La délégation suisse a ensuite répondu aux questions de membres du Comité concernant le droit d'asile et, notamment, aux préoccupations relatives à l'exigence pour le requérant de démontrer l'existence d'un risque concret et sérieux, au delà de tout doute raisonnable, d'être personnellement victime de mauvais traitements. Ce critère d'absence de tout doute raisonnable, a expliqué la délégation, provient de décisions de la Commission suisse de recours en matière d'asile (CRA) sur l'interprétation de l'article 3 de la Convention européenne de sauvegarde des droits de l'homme et des libertés fondamentales, à la lumière de la jurisprudence de Strasbourg. Il ne s'agit donc pas d'une norme contraignante et il n'y a pas de disposition légale correspondante. En outre, cette formulation doit être nuancée à la lumière d'autres décisions de la CRA. Ainsi, selon la pratique, il n'est pas exigé une preuve au sens propre du terme. Le risque doit, certes, être hautement probable, mais la CRA explique en d'autres termes que le risque sérieux doit être rendu vraisemblable par une motivation suffisante. Par ailleurs, la CRA indique que même si la situation dans le pays d'origine n'est pas en soi suffisante pour conclure à un tel risque, elle peut en constituer un indice. En définitive, a déclaré la délégation, l'examen du risque repose donc sur la notion de vraisemblance. La Suisse ne peut pas demander au pays d'origine des garanties en cas de renvoi forcé dans le cadre d'une procédure d'asile, en raison de l'interdiction absolue de communiquer au pays d'origine des données personnelles sur un requérant si cette communication met en danger la personne ou ses proches.

Répondant aux interrogations d'ordre procédural concernant le droit d'asile posées par le Comité, la délégation a indiqué que le délai de recours de cinq jours accordé aux requérants ne concerne que les décision de «non-entrée en matière», c'est à dire les cas considérés comme manifestement infondés ou abusifs. Les décisions matérielles de rejet sur le fond peuvent être contestées pendant un délai de 30 jours.

Poursuivant dans ses réponses aux questions du Comité, la délégation suisse a reconnu que les plaintes à l'encontre de la police sont en augmentation.
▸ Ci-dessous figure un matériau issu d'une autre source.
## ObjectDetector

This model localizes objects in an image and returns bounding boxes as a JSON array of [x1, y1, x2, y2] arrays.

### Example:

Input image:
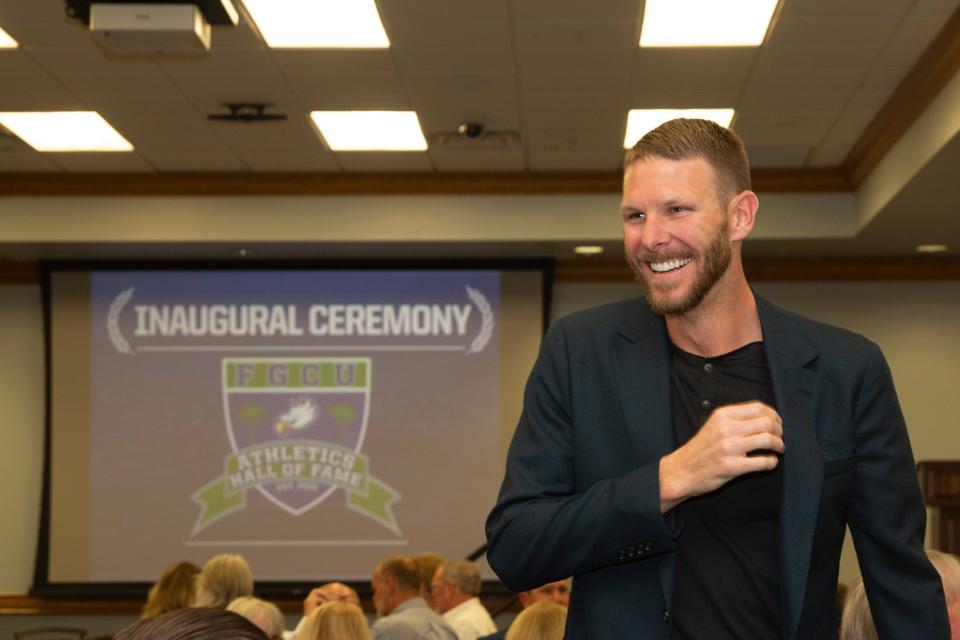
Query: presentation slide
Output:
[[47, 269, 543, 584]]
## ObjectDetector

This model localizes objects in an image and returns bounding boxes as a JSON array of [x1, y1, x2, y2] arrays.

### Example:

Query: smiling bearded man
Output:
[[487, 119, 950, 640]]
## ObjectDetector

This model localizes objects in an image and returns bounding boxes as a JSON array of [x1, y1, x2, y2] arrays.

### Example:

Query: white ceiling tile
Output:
[[48, 152, 154, 173], [428, 147, 524, 171], [394, 47, 516, 73], [757, 42, 883, 73], [378, 0, 510, 22], [0, 19, 97, 50], [780, 0, 914, 19], [210, 20, 264, 49], [526, 127, 623, 149], [524, 104, 630, 130], [809, 126, 863, 167], [747, 145, 810, 167], [390, 19, 512, 51], [517, 44, 634, 73], [768, 16, 900, 47], [210, 113, 323, 157], [137, 144, 248, 171], [512, 0, 643, 20], [529, 145, 623, 171], [0, 0, 72, 24], [238, 144, 340, 171], [0, 144, 61, 171], [271, 49, 396, 73], [405, 74, 520, 132], [288, 71, 410, 111], [520, 71, 631, 94], [514, 19, 640, 50], [334, 151, 433, 171]]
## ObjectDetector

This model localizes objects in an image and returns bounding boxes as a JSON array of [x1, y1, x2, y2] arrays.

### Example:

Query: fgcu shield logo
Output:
[[192, 358, 400, 535]]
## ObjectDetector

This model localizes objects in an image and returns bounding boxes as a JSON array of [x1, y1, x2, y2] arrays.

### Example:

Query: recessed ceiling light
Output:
[[310, 111, 427, 151], [243, 0, 390, 49], [0, 29, 20, 49], [0, 111, 133, 151], [573, 244, 603, 256], [623, 109, 733, 149], [640, 0, 777, 47], [220, 0, 240, 25]]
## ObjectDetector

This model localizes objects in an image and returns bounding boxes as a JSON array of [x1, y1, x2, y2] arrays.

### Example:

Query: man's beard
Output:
[[627, 220, 732, 316]]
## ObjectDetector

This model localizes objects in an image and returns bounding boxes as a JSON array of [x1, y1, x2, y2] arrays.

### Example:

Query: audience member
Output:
[[430, 560, 497, 640], [480, 578, 570, 640], [297, 601, 370, 640], [113, 607, 268, 640], [142, 562, 200, 618], [506, 601, 567, 640], [840, 549, 960, 640], [193, 553, 253, 609], [371, 555, 457, 640], [287, 582, 360, 638], [227, 596, 285, 640], [415, 551, 443, 611]]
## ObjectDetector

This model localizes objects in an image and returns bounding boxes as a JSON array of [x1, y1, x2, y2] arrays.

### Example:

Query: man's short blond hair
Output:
[[623, 118, 750, 206]]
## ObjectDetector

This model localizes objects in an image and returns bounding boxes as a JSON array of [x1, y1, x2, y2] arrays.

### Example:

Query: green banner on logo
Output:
[[191, 440, 400, 535]]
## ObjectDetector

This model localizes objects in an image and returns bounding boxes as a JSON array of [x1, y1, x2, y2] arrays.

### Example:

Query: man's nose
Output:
[[640, 216, 670, 251]]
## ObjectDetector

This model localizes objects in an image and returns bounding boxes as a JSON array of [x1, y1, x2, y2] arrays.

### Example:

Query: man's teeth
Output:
[[650, 258, 691, 273]]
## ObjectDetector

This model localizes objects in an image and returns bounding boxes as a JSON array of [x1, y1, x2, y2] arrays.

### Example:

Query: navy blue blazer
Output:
[[486, 297, 950, 640]]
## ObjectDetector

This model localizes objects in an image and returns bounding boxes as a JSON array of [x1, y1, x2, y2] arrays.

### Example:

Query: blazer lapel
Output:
[[613, 303, 676, 610], [613, 304, 676, 466], [757, 296, 823, 640]]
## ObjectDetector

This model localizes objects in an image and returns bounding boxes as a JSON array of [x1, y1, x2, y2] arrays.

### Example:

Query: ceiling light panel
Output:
[[310, 111, 427, 151], [623, 109, 734, 149], [0, 111, 133, 152], [243, 0, 390, 49], [0, 29, 20, 49], [640, 0, 777, 47]]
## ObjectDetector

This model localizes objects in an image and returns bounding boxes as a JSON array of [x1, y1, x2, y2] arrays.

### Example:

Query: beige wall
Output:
[[0, 282, 960, 593]]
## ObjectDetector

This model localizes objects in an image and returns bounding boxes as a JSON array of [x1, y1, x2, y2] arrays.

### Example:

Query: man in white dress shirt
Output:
[[431, 560, 497, 640]]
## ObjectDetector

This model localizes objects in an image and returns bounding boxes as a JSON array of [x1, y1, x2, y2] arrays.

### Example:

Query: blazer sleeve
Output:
[[486, 322, 677, 591], [848, 344, 950, 640]]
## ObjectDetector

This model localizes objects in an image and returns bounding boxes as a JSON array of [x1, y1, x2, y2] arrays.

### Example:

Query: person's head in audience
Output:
[[297, 602, 370, 640], [303, 582, 360, 616], [517, 578, 570, 609], [430, 560, 480, 613], [143, 562, 200, 618], [506, 601, 567, 640], [840, 549, 960, 640], [371, 555, 420, 616], [113, 607, 268, 640], [416, 551, 443, 609], [227, 596, 285, 640], [193, 553, 253, 609]]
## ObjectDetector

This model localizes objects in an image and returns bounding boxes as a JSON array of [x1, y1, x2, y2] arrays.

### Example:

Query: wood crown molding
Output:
[[840, 7, 960, 187], [0, 8, 960, 196], [0, 169, 850, 196]]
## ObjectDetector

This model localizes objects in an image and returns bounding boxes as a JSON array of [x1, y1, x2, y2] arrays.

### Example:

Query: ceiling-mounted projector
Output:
[[90, 2, 210, 53]]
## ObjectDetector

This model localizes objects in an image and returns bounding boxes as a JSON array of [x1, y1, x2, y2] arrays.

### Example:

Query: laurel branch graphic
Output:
[[466, 286, 494, 356], [107, 287, 134, 356]]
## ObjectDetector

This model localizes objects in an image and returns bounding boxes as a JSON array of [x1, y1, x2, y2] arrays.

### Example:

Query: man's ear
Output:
[[727, 191, 760, 242]]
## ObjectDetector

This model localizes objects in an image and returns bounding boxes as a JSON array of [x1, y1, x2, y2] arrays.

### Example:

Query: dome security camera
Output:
[[457, 122, 484, 139]]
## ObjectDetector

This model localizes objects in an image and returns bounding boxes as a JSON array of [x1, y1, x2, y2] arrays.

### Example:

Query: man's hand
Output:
[[660, 401, 783, 513]]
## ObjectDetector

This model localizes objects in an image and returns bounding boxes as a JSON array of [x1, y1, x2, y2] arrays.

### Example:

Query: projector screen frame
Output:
[[28, 258, 555, 600]]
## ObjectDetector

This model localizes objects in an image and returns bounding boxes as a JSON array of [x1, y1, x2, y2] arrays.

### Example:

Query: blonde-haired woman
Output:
[[193, 553, 253, 609], [297, 602, 370, 640], [506, 602, 567, 640], [142, 562, 200, 618]]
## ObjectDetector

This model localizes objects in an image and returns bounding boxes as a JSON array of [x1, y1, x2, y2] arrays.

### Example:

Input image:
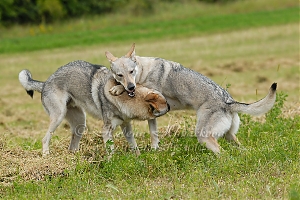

Les grandes manifestations qui ont eu lieu dans le pays constituent l'une des principales raisons de cette augmentation, a-t-elle affirmé. L'augmentation générale des infractions qui dénotent un caractère de violence a tendance à entraîner une réponse équivalente de la part des forces de l'ordre. Il faut malheureusement constater que, depuis peu, de simples contrôles d'identité finissent par une plainte non pas nécessairement parce qu'il y a eu violence mais parce que les prescriptions administratives n'ont pas été respectées. Il semblerait que le manque d'effectifs dont souffrent plusieurs corps de police ait une influence sur ce phénomène, a déclaré la délégation. S'il n'existe pas encore sur toute l'étendue du territoire suisse d'organismes de contrôle indépendants pour connaître des plaintes dirigées contre la police, la tendance est à la création de services spécialisés dans les enquêtes dites internes.

Pour ce qui est de l'identification des policiers dans le cadre d'opérations de maintien de l'ordre, la délégation a affirmé que l'absence de signe d'identification n'empêche nullement de désigner le policier responsable de comportement abusif, de même que la chaîne des responsabilités. Enfin, lorsque des chiens sont utilisés comme moyens de contrainte, leur usage obéit aux principes de proportionnalité et d'opportunité.

La délégation suisse a enfin déclaré que la question de la possibilité pour la police de recourir à des appareils produisant des chocs électriques serait débattue au Parlement dans le cadre de l'examen du projet de loi sur les mesures de contrainte applicables aux domaines du droit d'asile et du droit des étrangers. Dans la mesure où le but et les circonstances le permettent, l'engagement sera précédé d'au moins une sommation.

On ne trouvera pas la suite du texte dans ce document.